Deux minutes plus tard, il revient. Ce n’était heureusement qu’un loqueteux mendiant une croûte de pain. Une croûte de ce pain noir qui, cependant, en ces temps de misère, signifiait la vie !
W. G. se rassied et me regarde :
– Donc, vous êtes d’accord ! C’est sûr ?
– Oui, ça va ! dis-je, à haute voix, pour répondre à son insistance.
– Parfait ! Avant tout, il y a certains détails à régler. Vous devez vivre et, en conséquence, vous avez besoin d’argent. Voici trois billets ! Ne les gaspillez pas car nos ressources sont limitées. Vous devez être muni, en outre, de papiers parfaitement en règle. Je vous remets, estampillés, trois laissez-passer ou « urlaubscheine », trois cartes de travail, trois « fahrscheine » que vous remplirez en tenant compte des circonstances, à des noms et des adresses différents. Vous tâcherez de n’avoir jamais sur vous qu’un jeu de ces documents car, en cas d’arrestation ou de fouille, la découverte de plusieurs jeux vous serait fatale, vous vous en doutez bien ! Pour commencer, comme je vous l’ai dit, vous allez vous mettre à étudier le réseau, non seulement le réseau belge, de Bruxelles à la frontière française, mais aussi le réseau français, entre la frontière et le littoral de l’Atlantique. Du côté de l’Atlantique, on construit actuellement des ouvrages militaires de toutes sortes. Les Allemands ont renoncé à franchir le chenal, et l’invasion de l’Angleterre, préconisée par certains de leurs stratèges, n’aura pas lieu, car les moyens pour réussir une telle opération leur font défaut. Les côtes françaises vont devenir un champ de prospection magnifique puisque c’est de là, sans aucun doute, que partira l’armée de la délivrance !
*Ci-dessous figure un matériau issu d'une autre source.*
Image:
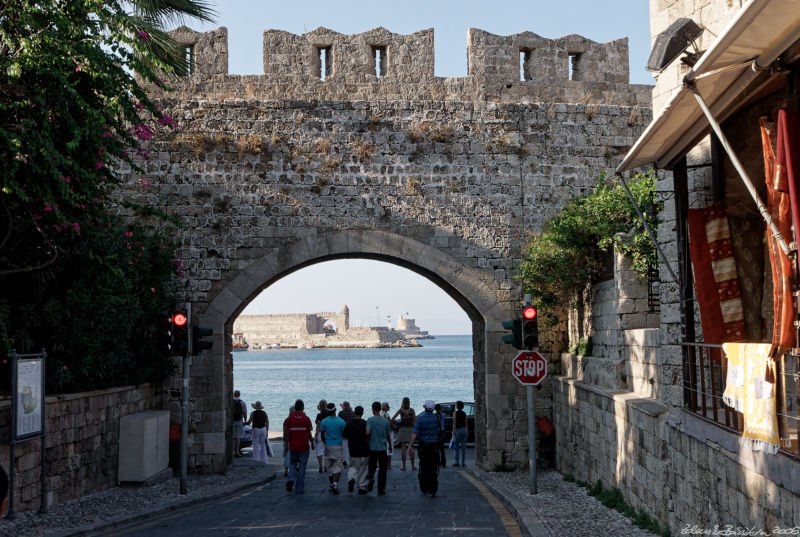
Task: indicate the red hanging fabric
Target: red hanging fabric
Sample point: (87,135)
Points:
(780,208)
(716,280)
(789,158)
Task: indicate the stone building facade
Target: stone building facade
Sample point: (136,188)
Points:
(313,330)
(620,416)
(348,146)
(82,445)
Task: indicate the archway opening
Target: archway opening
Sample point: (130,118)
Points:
(357,330)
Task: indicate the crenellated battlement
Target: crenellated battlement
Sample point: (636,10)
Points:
(378,64)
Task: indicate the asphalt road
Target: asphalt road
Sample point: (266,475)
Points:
(463,506)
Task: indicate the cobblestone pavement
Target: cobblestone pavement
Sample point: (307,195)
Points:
(559,509)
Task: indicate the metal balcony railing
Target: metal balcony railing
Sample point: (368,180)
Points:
(704,373)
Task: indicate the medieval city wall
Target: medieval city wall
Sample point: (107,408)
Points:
(445,176)
(82,446)
(301,329)
(687,473)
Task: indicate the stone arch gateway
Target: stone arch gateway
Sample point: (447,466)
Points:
(445,176)
(469,287)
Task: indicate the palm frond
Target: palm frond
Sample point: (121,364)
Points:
(174,12)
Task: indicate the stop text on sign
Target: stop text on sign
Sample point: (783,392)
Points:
(529,367)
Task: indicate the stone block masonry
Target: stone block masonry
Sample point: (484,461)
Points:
(349,146)
(670,463)
(82,444)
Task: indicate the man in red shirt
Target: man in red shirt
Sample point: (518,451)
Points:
(297,433)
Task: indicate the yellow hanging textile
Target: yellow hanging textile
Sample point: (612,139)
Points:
(748,390)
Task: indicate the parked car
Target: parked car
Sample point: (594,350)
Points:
(448,409)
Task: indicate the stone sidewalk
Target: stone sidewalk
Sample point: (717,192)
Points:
(560,508)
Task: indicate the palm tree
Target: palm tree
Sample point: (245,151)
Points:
(154,17)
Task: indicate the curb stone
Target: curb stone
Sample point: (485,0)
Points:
(529,522)
(123,520)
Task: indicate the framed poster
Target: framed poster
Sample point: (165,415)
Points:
(29,397)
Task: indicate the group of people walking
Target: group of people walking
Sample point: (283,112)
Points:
(347,441)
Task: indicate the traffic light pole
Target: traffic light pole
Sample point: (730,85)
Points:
(185,407)
(530,339)
(531,438)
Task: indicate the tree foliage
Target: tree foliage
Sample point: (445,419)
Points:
(78,281)
(570,250)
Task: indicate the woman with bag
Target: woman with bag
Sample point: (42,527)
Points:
(407,420)
(392,431)
(260,423)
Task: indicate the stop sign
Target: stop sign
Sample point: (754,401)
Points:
(529,367)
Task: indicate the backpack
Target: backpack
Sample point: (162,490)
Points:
(237,410)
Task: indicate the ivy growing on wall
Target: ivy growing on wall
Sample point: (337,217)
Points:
(568,253)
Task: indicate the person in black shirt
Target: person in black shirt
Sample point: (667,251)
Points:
(356,434)
(4,492)
(320,450)
(460,433)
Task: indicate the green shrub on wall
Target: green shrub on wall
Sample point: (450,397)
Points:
(78,281)
(95,315)
(568,253)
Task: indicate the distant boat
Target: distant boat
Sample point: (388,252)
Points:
(239,344)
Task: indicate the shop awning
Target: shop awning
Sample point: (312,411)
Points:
(730,70)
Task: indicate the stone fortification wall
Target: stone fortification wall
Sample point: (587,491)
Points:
(299,329)
(447,177)
(287,330)
(686,472)
(82,444)
(364,337)
(497,69)
(671,463)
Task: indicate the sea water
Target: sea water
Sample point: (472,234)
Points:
(440,370)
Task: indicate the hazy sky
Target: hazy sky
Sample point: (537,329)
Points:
(373,290)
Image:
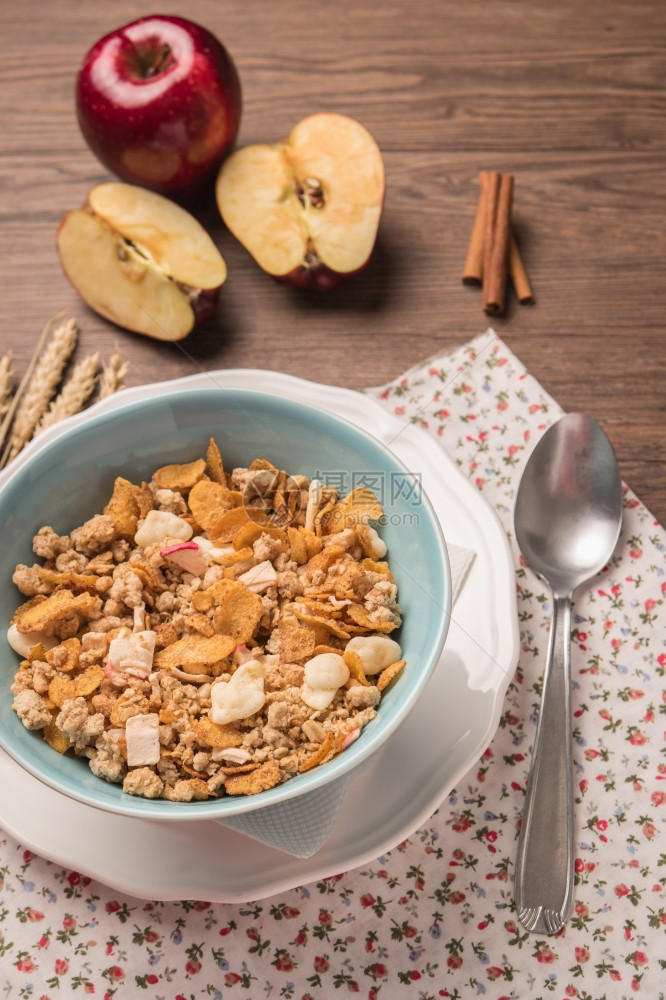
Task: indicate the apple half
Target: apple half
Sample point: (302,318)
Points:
(307,209)
(141,261)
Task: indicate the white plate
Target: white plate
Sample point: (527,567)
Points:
(441,738)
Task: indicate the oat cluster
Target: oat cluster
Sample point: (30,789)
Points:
(209,633)
(43,397)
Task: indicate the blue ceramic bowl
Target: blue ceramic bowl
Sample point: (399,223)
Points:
(70,478)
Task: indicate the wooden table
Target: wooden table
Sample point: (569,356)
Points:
(569,97)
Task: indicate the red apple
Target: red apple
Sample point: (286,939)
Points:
(308,208)
(159,103)
(141,261)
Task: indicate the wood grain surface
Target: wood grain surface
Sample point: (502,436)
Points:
(568,97)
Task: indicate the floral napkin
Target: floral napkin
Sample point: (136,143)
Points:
(434,917)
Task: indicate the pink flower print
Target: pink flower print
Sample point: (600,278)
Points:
(284,963)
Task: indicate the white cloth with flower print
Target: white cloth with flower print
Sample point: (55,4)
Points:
(435,917)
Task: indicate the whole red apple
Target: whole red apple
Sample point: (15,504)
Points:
(159,103)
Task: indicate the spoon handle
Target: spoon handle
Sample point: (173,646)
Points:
(544,863)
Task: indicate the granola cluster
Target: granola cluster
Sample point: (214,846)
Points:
(208,633)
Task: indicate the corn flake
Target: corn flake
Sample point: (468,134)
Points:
(324,753)
(355,665)
(325,623)
(238,614)
(219,737)
(195,650)
(208,501)
(65,656)
(214,463)
(55,738)
(294,642)
(42,616)
(248,534)
(389,673)
(61,689)
(225,527)
(123,508)
(260,780)
(180,477)
(88,681)
(361,616)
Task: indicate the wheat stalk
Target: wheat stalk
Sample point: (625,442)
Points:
(5,384)
(74,394)
(113,375)
(41,387)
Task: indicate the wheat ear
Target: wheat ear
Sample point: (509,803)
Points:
(73,396)
(42,386)
(113,375)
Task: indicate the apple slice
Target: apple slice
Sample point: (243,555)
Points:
(308,208)
(141,261)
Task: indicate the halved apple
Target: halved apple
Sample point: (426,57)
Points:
(308,208)
(141,261)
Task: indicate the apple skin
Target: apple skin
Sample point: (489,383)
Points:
(159,103)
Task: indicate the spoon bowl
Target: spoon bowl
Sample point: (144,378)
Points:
(569,504)
(567,519)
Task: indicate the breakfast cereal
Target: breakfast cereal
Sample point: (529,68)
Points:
(209,633)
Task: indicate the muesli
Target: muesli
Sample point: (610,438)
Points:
(209,633)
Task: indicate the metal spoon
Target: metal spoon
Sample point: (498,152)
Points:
(567,519)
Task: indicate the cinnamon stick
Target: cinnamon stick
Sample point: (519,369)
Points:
(498,235)
(518,274)
(492,193)
(473,270)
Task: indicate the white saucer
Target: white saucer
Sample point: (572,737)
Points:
(442,737)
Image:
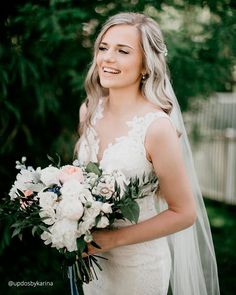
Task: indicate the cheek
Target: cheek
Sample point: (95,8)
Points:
(98,60)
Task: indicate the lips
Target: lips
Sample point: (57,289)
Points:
(110,70)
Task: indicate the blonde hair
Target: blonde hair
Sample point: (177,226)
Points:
(154,50)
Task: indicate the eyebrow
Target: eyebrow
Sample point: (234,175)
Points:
(118,45)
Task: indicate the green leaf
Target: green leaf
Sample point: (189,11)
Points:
(93,168)
(131,211)
(16,232)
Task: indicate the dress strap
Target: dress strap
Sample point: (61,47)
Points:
(139,125)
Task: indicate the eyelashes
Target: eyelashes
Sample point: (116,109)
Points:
(122,51)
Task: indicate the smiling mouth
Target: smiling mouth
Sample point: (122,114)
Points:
(110,70)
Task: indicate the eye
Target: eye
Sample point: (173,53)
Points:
(123,51)
(102,48)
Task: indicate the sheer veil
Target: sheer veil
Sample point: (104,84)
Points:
(194,268)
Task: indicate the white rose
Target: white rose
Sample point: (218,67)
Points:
(85,226)
(103,222)
(71,209)
(49,175)
(64,234)
(93,211)
(106,208)
(71,188)
(50,215)
(47,199)
(105,187)
(92,178)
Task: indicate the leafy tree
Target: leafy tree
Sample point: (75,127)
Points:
(45,51)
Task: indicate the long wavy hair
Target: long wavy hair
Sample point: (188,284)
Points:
(153,51)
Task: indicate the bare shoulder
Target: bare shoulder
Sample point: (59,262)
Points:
(82,112)
(161,136)
(161,127)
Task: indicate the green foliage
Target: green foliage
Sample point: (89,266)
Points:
(45,51)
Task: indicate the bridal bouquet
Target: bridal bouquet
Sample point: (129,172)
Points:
(65,204)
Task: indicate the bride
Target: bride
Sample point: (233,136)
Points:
(131,121)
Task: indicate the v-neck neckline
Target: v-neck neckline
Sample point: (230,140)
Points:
(116,140)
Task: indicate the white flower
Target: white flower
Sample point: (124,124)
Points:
(71,209)
(105,187)
(69,172)
(47,199)
(49,175)
(106,208)
(50,215)
(85,226)
(73,189)
(64,234)
(103,222)
(91,178)
(88,237)
(93,211)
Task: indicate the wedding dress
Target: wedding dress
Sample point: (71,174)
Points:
(138,269)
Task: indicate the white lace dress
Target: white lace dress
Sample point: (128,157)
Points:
(138,269)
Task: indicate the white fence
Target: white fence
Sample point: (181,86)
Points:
(212,132)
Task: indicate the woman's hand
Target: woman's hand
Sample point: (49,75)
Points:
(105,239)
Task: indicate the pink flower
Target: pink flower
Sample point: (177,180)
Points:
(69,172)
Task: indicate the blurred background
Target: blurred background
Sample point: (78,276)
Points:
(45,52)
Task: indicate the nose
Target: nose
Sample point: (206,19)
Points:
(109,56)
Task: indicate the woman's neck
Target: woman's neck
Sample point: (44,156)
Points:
(122,101)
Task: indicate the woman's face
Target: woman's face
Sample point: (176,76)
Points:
(119,58)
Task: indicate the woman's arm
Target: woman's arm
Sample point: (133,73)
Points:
(163,148)
(82,112)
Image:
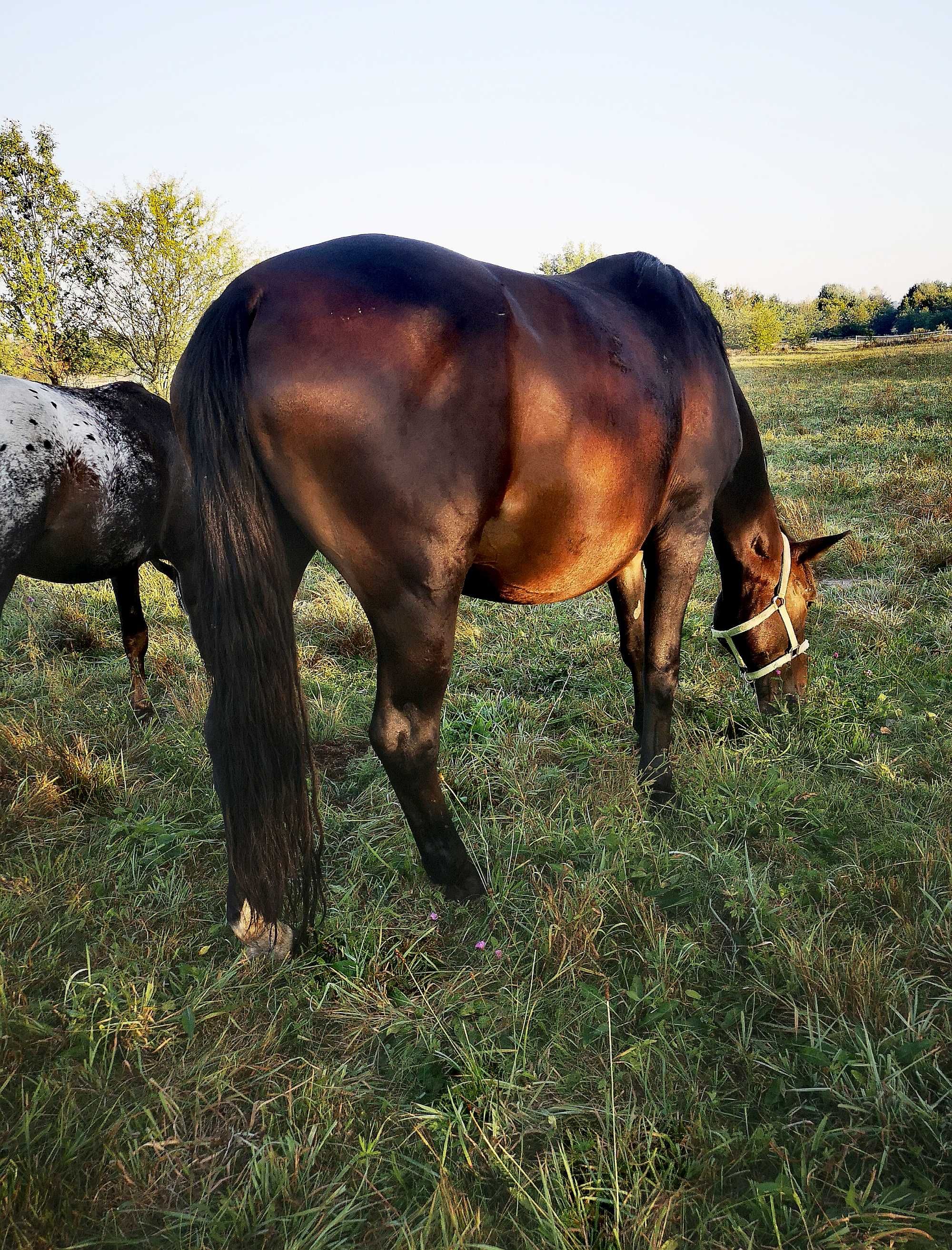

– Avant tout, précise mon interlocuteur, vous allez donc vous renseigner, pour agir ensuite avec un maximum d’efficacité et un minimum de risques, et vous allez entrer en contact avec quelques équipes locales de saboteurs. Une d’entre elles vient de se constituer dans le Tournaisis. Vous allez vous mettre en rapport avec C. L., de Pecq, et vous irez le voir. Je le préviendrai. Ceci dit, j’ai terminé. Sans doute ne me verrez-vous plus : la prudence exige que vous m’ignoriez et que je vous oublie ! Un homme peut conduire à un autre homme. Une arrestation peut en amener une autre. Et ainsi, comme en cascade, toute une organisation peut être liquidée rapidement. Compris ?
– Oui, compris !
– Bon ! Voici donc vos documents et l’adresse de l’agent de Pecq ! Voici aussi des timbres de ravitaillement ! Il faut songer à tout. Surtout, prudence et silence ! Vous jouez votre vie et votre vie est précieuse, non seulement pour vous mais pour la cause de la liberté ! Au revoir, ou adieu !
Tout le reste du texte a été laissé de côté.